The bond market will take a while to get back on track for hopes of rate cuts going forward. The RBI has indicated that any monetary easing will take place only in the fourth quarter of 2012 and in the meanwhile the market has to live with three inflation data points for the months of October, November and December 2012. Economists are estimating inflation as measured by the WPI (Wholesale Price Index) to trend above September 2012 levels of 7.81% in the coming months. RBI’s end March 2012 target for inflation is 7%.
The market will also have to contend with weekly government bond auctions and fortnightly state development loan auctions as the central and state governments go through their borrowing schedule. The government has pegged fiscal deficit at 5.3% of GDP for 2012-13 (against budget estimates of 5.1% of GDP) and has indicated that it will not exceed the full year 2012-13 budgeted net borrowing of Rs 479,000 crores. The bond market does not have any positive surprises from the government in terms of its borrowing though it has no negative surprises at present. The lack of negative surprise on borrowing is not a driver for bond yields coming off.
The CRR cut of 25bps will release Rs 17,500 crores into the system. The system is drawing down around Rs 80,000 crores from the RBI for meeting its daily fund requirements.
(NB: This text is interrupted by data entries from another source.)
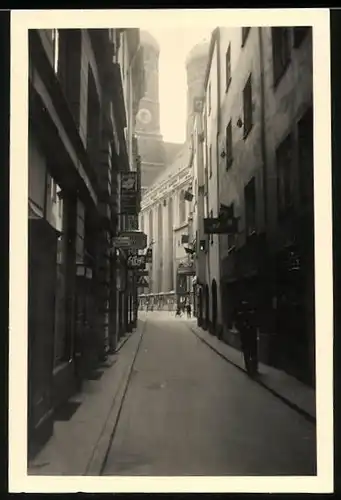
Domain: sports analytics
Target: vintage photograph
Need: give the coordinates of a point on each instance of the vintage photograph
(171, 251)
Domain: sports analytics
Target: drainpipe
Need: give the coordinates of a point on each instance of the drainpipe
(263, 132)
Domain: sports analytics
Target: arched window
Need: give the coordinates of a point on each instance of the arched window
(182, 207)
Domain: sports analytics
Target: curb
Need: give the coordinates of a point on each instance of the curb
(285, 400)
(99, 457)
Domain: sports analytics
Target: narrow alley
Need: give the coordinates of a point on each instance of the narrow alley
(189, 412)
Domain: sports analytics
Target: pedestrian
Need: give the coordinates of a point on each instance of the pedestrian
(247, 327)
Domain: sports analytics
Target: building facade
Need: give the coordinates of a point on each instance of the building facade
(150, 141)
(77, 147)
(258, 166)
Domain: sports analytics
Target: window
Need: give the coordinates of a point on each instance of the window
(151, 228)
(300, 32)
(247, 104)
(229, 156)
(306, 156)
(250, 207)
(55, 45)
(228, 67)
(93, 119)
(159, 229)
(231, 238)
(284, 159)
(280, 52)
(245, 34)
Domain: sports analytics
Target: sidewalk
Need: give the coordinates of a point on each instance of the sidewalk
(291, 390)
(84, 425)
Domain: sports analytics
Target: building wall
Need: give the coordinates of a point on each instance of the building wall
(285, 103)
(211, 164)
(247, 153)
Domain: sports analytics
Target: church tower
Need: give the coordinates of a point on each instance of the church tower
(150, 141)
(196, 64)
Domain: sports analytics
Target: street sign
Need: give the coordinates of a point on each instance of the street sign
(186, 269)
(221, 225)
(129, 192)
(122, 242)
(136, 261)
(149, 256)
(142, 282)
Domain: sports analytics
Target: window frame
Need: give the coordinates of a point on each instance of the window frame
(281, 49)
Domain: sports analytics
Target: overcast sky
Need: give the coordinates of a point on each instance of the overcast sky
(175, 44)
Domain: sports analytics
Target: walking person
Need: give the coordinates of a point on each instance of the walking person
(247, 326)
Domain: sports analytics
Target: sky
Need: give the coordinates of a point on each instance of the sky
(175, 44)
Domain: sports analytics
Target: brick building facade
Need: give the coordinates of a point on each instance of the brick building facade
(77, 149)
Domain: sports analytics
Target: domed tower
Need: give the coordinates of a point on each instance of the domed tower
(150, 141)
(196, 64)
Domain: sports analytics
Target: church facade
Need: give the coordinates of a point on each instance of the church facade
(167, 175)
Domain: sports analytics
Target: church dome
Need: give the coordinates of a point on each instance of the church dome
(199, 51)
(148, 40)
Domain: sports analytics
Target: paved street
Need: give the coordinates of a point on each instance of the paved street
(187, 411)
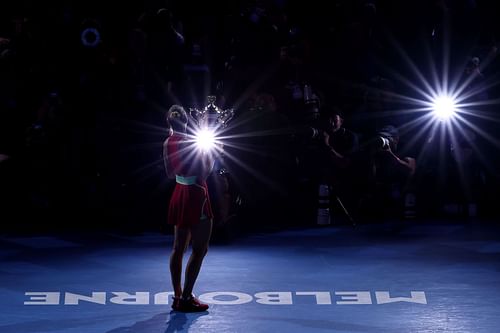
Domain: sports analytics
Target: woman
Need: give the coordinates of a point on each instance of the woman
(189, 209)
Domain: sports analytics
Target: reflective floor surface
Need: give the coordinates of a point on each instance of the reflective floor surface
(421, 277)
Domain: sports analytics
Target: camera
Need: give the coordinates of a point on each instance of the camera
(384, 143)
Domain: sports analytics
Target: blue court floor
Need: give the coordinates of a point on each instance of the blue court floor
(432, 277)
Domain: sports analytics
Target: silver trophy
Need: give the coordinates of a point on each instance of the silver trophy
(211, 116)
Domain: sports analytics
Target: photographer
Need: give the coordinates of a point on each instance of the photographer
(342, 146)
(393, 175)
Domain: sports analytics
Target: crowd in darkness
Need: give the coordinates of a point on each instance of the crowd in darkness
(85, 86)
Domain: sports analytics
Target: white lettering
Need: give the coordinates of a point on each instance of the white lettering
(162, 298)
(354, 297)
(383, 297)
(322, 297)
(274, 298)
(74, 299)
(43, 298)
(139, 298)
(240, 298)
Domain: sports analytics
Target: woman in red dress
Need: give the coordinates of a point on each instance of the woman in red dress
(189, 210)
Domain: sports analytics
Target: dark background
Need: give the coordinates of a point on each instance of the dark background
(83, 126)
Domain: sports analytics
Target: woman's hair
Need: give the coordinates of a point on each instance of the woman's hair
(177, 118)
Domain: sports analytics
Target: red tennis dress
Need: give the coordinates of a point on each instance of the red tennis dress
(190, 200)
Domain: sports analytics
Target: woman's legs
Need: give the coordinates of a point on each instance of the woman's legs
(181, 240)
(200, 237)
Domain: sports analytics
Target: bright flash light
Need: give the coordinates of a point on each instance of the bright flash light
(205, 139)
(444, 107)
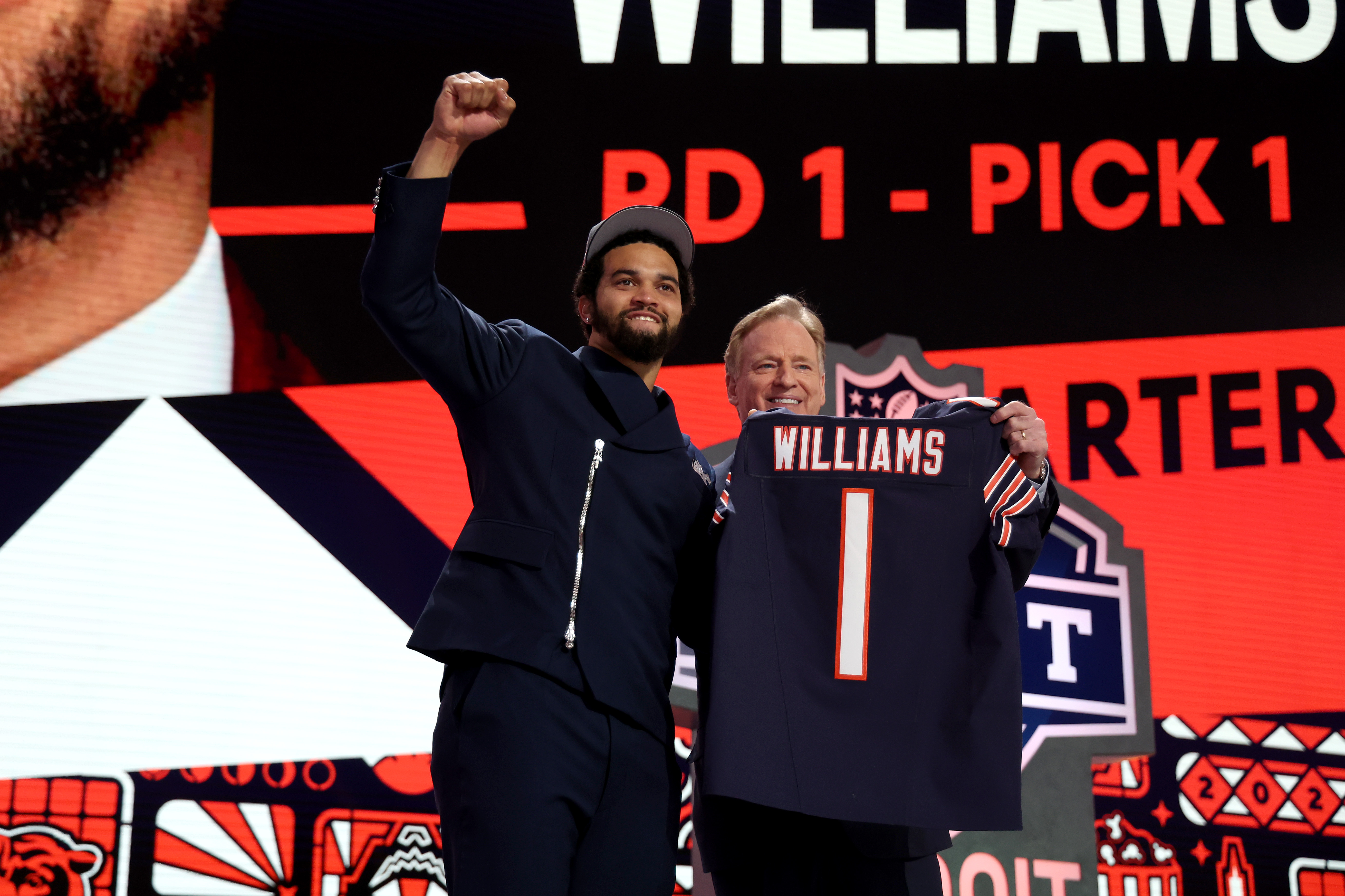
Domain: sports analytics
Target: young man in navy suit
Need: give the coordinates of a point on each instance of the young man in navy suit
(777, 361)
(556, 614)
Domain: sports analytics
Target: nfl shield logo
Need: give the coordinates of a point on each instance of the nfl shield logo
(894, 393)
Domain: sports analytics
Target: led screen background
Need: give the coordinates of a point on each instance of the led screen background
(253, 533)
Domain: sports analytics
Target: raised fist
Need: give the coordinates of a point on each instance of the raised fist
(471, 107)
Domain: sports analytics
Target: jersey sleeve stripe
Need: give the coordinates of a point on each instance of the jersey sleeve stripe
(1008, 493)
(1000, 474)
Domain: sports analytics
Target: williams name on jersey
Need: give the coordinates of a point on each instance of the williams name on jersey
(865, 654)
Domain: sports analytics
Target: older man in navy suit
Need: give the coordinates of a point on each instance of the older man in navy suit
(555, 615)
(775, 361)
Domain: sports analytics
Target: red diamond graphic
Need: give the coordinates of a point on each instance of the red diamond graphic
(1261, 793)
(1316, 800)
(1206, 788)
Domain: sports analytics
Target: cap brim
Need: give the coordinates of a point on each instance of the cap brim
(665, 223)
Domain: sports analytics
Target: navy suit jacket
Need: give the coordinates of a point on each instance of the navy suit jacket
(529, 414)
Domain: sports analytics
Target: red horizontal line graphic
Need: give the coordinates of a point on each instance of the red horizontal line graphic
(910, 201)
(276, 221)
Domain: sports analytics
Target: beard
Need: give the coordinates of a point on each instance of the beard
(78, 127)
(641, 348)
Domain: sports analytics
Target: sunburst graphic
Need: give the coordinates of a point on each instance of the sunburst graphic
(224, 849)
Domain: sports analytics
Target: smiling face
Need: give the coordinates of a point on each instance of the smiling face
(638, 307)
(778, 368)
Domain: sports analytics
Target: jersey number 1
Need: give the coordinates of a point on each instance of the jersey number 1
(853, 593)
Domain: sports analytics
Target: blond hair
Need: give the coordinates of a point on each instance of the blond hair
(786, 307)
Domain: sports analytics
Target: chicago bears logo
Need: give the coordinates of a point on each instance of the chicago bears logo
(38, 860)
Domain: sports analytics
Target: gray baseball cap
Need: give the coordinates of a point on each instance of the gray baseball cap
(657, 220)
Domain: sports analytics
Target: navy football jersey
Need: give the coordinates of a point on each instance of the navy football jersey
(864, 660)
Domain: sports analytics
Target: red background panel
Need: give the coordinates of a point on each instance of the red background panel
(1245, 564)
(403, 434)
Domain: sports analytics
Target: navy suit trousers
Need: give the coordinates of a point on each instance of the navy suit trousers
(544, 793)
(782, 853)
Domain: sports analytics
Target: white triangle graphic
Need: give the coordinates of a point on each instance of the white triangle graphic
(1282, 739)
(1289, 811)
(162, 611)
(1227, 734)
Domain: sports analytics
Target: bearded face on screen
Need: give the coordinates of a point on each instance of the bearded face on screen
(84, 85)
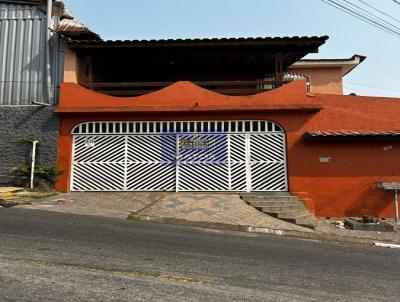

Bids for repo in the LAF (Liquidity Adjustment Facility) auction of the RBI saw bids average Rs 75,000 crores on a daily basis last week against an average of Rs 85,000 crores seen in the week before last.
Liquidity tightness could be more temporary than permanent. The government is running a positive balance of Rs 20,800 crores with the RBI and this is likely to come back into the system on the back of spending on salaries and subsidies. The festive demand for money leakage from the system in around Rs 20,000 crores over the last one month and this is also likely to stabilize once the season is over in mid November 2012. Banks have also parked around Rs 50,000 crores with mutual funds (at least 60% is in liquid funds or extremely short term income funds) indicating that this money is liquidity on call. System liquidity does not seem as bad as it looks and this will put paid to any hopes of government bond purchases by the RBI to improve liquidity.
Ten year benchmark government bond yields closed higher by 7bps week on week with the 8.15% 2022 bond yield closing at 8.20% levels. The 8.15% 2022 bond is likely to trade in a 8.15% to 8.30% range in the coming weeks on the back of rate cut disappointment.
Corporate bonds saw two, five and ten year AAA bond yields rise by 15bps, 9bps and 5bps respectively on the back of rise in government bond yields. Two year corporate bond yields will trend down from current levels of 8.85% on the back of easing liquidity concerns while five and ten year corporate bond yields will stabilize at current levels of 8.95% to 9%.
One and five year OIS (Overnight Index Swaps) yields rose 15bps and 10bps respectively week on week on the back of policy disappointment. One year OIS yields will stabilize at current levels of 7.70% while five year OIS yields will trend up from levels of 7.10%. Easing liquidity concerns will keep one year OIS yields stable while worries on inflation will take up five years OIS yields.
Government bond auction
The government auctioned Rs 13,000 crores of bonds last week. The bonds auctioned were the 8.07% 2017 bond for Rs 3000 crores, the 8.33% 2026 bond for Rs 7000 crores and the 8.97% 2030 bond for Rs 3000 crores. The cut offs came in at 8.17%, 8.31% and 8.40% levels respectively. The government is scheduled to auction Rs 13,000 crores of bonds this week. State development loans of Rs 4300 crores is scheduled to be auctioned this week.